Phylogenetic tree of bHLH-type transcription factors. The amino acid sequences analyzed were as follow: Arabidopsis thaliana (AtTT8, NM_117050; AtEGL1, NM_001198373; AtGL3, NM_148067, AtAIB, NM_130216), Antirrhinum majus (AmDELILA, M84913), Oryza sativa (OsRc, AB247503), Petunia hybrida (PhAn1, AF260919; PhJAF13, AF020545), Vitis vinifera (VvMYC1, EU447172; VvMYCA1, EF193002), Zea mays (ZmB, X57276; ZmLc, M26227; ZmlN1, U57899), Malus × domestica (MdbHLH33, DQ266451), Gerbera hybrida (GhbHLH, AJ007709), Perilla frutescens (PfMYC, AB024050), Ipomoea purpurea (IpIVS, AB154369) and Gentiana triflora (GtbHLH1, AB459661). These bHLH-type transcription factors were as described by Yagi . Bar = 0.1 amino acid substitutions/site. The bootstrap values only show upper 50%.

To confirm the expression level of the genes, quantitative RT-PCR analysis of cDNAs from ‘2-241-1 MB’ and ‘2-241-1 MB variegated’ was performed (Fig. 4). Expression of bHLH and late genes was reduced in ‘2-241-1 MB’ but was up-regulated in ‘2-241-1 MB variegated’; all of the late genes showed more than four-fold greater expression in ‘2-241-1 MB variegated’ than in the white petals of ‘2-241-1 MB’ (Fig. 4).

Fig. 4

Quantitative RT-PCR of late genes for flavonoid biosynthesis. 1: ‘2-241-1 MB’, 2: ‘2-241-1 MB variegated’. Error bars indicate ± SD for three biological replicates.

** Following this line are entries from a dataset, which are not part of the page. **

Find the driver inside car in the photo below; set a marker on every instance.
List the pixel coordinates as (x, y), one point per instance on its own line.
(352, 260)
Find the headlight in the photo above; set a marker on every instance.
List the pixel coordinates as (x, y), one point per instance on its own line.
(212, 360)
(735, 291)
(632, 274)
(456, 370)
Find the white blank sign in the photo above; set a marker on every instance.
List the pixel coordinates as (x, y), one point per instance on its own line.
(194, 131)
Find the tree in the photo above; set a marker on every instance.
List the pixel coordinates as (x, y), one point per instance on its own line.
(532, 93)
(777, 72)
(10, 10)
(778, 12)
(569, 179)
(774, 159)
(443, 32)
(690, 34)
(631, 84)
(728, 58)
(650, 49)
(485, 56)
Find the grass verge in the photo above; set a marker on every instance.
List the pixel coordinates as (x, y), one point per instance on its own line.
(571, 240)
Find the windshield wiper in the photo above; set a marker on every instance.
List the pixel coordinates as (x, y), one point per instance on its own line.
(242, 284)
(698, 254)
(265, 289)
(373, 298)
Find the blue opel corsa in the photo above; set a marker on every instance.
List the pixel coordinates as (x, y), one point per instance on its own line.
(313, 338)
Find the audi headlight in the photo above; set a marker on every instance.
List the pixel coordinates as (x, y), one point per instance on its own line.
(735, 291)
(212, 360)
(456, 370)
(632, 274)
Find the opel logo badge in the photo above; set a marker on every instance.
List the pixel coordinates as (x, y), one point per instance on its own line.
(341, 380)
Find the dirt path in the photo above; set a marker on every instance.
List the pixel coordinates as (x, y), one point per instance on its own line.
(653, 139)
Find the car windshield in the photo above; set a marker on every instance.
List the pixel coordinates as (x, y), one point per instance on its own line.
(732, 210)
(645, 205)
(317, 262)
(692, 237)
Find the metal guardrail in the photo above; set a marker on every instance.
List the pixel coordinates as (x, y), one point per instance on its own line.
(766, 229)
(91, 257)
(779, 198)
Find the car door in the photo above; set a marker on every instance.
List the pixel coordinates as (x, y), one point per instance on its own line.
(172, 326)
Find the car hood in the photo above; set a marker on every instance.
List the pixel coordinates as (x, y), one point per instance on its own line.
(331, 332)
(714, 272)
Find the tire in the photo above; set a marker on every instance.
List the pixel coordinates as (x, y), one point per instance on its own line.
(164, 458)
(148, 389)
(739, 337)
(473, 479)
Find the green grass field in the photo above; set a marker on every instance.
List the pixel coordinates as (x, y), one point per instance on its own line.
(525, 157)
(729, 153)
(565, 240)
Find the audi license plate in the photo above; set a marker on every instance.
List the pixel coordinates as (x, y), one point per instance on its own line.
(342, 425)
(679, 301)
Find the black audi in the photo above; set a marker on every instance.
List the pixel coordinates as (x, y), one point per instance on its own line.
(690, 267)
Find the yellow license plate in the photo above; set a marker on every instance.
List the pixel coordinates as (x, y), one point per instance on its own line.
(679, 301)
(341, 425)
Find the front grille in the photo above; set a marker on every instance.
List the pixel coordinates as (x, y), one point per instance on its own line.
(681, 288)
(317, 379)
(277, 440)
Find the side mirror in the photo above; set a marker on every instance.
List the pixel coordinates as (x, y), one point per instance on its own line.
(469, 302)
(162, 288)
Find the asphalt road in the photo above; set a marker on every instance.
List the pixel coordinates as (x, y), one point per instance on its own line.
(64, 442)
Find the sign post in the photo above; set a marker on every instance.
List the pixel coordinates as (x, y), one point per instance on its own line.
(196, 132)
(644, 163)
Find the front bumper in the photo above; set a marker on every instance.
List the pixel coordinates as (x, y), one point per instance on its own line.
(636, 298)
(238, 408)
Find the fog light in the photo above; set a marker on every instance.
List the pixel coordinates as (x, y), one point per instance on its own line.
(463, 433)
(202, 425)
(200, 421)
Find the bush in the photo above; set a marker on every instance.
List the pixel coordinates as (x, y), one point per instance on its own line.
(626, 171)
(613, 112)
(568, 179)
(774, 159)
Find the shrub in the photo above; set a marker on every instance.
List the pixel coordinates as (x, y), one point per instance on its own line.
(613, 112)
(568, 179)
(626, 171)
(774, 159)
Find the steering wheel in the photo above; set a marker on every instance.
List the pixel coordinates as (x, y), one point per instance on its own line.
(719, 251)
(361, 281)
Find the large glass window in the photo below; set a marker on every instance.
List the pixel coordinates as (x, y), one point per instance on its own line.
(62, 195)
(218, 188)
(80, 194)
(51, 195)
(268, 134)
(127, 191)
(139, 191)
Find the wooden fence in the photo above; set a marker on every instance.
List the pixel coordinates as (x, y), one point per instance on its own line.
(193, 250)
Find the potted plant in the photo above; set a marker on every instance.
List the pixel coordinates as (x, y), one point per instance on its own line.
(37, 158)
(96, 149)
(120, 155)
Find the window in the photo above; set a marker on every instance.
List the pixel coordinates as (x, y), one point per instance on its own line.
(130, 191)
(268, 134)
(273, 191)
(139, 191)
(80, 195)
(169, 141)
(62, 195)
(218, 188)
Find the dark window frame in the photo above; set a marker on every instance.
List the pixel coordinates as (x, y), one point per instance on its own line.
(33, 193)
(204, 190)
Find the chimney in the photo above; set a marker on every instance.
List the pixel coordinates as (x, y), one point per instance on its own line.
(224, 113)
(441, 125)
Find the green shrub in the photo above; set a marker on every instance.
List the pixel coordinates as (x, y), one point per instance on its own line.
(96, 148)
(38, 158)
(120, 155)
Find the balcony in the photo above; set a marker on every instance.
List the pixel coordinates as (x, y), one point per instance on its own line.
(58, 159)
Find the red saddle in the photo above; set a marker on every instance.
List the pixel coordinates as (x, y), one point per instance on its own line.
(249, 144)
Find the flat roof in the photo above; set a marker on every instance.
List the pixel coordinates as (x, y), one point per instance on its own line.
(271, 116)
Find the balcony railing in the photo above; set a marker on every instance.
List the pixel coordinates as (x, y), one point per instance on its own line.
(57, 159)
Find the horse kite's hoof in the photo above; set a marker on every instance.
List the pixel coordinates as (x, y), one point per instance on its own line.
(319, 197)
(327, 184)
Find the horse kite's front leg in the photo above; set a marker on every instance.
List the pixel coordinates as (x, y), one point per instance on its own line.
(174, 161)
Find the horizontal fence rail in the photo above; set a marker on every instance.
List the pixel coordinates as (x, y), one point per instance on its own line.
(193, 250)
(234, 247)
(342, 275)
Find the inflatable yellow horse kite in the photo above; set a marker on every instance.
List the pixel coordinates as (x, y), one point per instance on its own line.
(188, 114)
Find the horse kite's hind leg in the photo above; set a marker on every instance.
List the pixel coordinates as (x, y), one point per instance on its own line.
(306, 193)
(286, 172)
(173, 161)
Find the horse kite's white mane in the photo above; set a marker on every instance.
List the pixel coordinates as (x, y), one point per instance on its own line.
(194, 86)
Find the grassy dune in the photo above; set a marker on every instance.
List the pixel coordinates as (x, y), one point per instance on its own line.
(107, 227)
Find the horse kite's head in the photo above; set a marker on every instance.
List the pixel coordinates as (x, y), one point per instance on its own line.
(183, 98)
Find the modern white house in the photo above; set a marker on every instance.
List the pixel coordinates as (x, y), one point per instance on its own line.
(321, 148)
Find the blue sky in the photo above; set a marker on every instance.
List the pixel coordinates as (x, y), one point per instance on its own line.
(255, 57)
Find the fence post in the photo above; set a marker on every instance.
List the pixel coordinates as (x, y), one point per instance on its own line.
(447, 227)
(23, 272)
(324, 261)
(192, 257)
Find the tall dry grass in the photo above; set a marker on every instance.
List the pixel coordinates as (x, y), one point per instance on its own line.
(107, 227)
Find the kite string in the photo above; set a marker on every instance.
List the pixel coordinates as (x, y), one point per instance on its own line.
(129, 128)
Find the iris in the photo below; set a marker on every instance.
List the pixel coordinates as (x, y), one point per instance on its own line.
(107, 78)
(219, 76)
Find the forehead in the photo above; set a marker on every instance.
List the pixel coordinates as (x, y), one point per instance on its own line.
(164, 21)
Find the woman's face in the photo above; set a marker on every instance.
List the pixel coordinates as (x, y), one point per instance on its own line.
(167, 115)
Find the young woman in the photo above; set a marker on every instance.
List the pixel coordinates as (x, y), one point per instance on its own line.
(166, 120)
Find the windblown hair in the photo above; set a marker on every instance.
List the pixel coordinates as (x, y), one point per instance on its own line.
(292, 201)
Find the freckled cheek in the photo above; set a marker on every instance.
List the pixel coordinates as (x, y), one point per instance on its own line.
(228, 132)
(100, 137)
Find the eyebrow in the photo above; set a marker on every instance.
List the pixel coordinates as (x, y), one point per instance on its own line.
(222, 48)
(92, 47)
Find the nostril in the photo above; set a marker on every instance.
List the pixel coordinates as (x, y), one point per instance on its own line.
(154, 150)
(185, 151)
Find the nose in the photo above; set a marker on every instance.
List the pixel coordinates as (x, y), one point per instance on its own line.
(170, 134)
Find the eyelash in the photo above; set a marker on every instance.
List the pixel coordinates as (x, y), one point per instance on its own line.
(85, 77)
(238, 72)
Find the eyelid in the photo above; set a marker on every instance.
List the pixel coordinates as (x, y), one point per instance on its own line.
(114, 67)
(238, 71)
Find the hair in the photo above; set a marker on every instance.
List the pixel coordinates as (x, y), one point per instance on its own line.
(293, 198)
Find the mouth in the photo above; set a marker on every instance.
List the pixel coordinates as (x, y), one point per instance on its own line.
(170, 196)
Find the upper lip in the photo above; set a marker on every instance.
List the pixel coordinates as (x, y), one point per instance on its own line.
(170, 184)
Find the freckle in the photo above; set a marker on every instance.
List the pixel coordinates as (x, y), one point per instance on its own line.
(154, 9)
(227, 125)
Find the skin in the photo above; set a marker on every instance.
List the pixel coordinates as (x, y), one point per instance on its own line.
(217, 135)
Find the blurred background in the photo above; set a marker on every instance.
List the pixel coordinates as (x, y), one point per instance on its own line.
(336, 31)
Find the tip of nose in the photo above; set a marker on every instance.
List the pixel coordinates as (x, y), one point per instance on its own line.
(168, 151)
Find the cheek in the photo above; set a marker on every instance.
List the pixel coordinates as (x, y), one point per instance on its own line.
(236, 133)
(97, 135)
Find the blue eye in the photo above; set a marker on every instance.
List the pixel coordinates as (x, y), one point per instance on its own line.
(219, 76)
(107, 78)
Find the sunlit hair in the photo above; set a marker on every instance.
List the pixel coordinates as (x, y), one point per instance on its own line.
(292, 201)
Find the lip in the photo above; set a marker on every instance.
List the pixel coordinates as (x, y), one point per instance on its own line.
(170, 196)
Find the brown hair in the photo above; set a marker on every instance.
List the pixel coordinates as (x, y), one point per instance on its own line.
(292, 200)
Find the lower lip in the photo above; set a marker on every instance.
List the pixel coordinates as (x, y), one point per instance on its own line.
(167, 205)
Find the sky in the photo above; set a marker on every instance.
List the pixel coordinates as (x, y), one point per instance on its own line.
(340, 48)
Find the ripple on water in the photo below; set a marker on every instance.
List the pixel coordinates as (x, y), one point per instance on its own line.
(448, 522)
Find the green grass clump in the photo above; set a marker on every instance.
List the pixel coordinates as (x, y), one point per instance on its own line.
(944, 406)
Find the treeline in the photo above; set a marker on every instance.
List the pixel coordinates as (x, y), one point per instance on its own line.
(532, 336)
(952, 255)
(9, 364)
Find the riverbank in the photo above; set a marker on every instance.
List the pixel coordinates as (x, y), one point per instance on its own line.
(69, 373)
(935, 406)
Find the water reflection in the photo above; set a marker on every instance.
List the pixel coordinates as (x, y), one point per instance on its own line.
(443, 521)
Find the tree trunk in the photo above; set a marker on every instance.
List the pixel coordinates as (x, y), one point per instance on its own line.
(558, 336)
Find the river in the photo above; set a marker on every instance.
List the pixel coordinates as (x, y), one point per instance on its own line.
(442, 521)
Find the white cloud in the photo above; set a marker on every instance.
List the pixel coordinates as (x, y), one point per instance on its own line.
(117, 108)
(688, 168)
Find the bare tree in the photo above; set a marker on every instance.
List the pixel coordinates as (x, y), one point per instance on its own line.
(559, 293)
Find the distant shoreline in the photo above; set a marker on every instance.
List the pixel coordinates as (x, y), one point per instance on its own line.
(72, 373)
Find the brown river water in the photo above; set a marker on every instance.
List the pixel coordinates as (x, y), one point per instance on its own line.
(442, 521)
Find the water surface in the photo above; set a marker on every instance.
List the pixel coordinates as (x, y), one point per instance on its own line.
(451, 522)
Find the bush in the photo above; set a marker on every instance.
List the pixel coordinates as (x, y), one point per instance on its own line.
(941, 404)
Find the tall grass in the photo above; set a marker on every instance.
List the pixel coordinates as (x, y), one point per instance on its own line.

It has been suggested that ‘2-241-1 MB’ might have a defective bHLH (Dca31716) that up-regulated expression of the late genes. The results here, and presented by our group previously, indicate that the white flower phenotypes in carnations might be due to three possible mechanisms: disruption of the A gene encoding DFR activity (Itoh , Stich ); deficient F3H gene expression (Mato ); repression of bHLH resulting in reduced expression of the late genes involved in anthocyanin synthetic pathway.

Currently, we are investigating the effects of reduced bHLH gene expression using transgenic techniques for gene knock-downs and also performing complementation assays. If alteration of the nucleotide sequence of bHLH reduces its expression, then gene specific DNA marker(s) for bHLH could be developed and used to isolate and establish carnation cultivars with a stable and perfect white phenotype, without the possibility of red variegation.